Un importante elemento di riflessione che va ad aggiungersi all’interno di «una delle caratteristiche strutturali dell’economia italiana», ovvero la mancata crescita della produttività del lavoro che – a dispetto del nome – continua ad essere imputabile più ai mancati o inefficienti impieghi del capitale piuttosto che attribuibile a ai lavoratori. «La caduta degli investimenti – spiega infatti l’Istat – ha determinato un significativo peggioramento del contributo del capitale alla crescita. Scomponendo la dinamica della produttività del lavoro italiana nei contributi del capitale per ora lavorata e della produttività totale dei fattori si osserva come nel 2015, per il secondo anno consecutivo, risulti negativo il contributo del capitale per ora lavorata».

È il riflesso di un modello di sviluppo che si è irrimediabilmente inceppato, e che richiede profonde sterzate del tutto assenti in seno alla legge di Stabilità. Un’economia della conoscenza, basata sulla circolarità dei sistemi di produzione e consumo, è ancora al di là da venire. Nonostante l’insistenza delle dichiarazioni di facciata, l’Italia sembra curarsi molto poco di queste possibilità, e anzi continuare a seguire gli ultimi scampoli di un modello di crescita votato all’estinzione: non appena il Pil è tornato timidamente a crescere, nel Paese sono aumentate ancor di più le emissioni di gas serra e la produzione di rifiuti.
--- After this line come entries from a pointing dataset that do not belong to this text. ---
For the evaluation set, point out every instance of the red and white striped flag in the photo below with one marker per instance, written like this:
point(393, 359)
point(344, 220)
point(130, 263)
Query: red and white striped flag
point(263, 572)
Eppure secondo i più recenti studi potrebbe garantire all’Italia almeno 541mila nuovi posti di lavoro, forti risparmi per le imprese (le materie prime incidono infatti fino al 60% del prezzo finale dei prodotti venduti) e importanti guadagni sotto il profilo ambientale. Una strada obbligata che diventerà però sempre più cara da percorrere, se continuiamo a perdere tempo.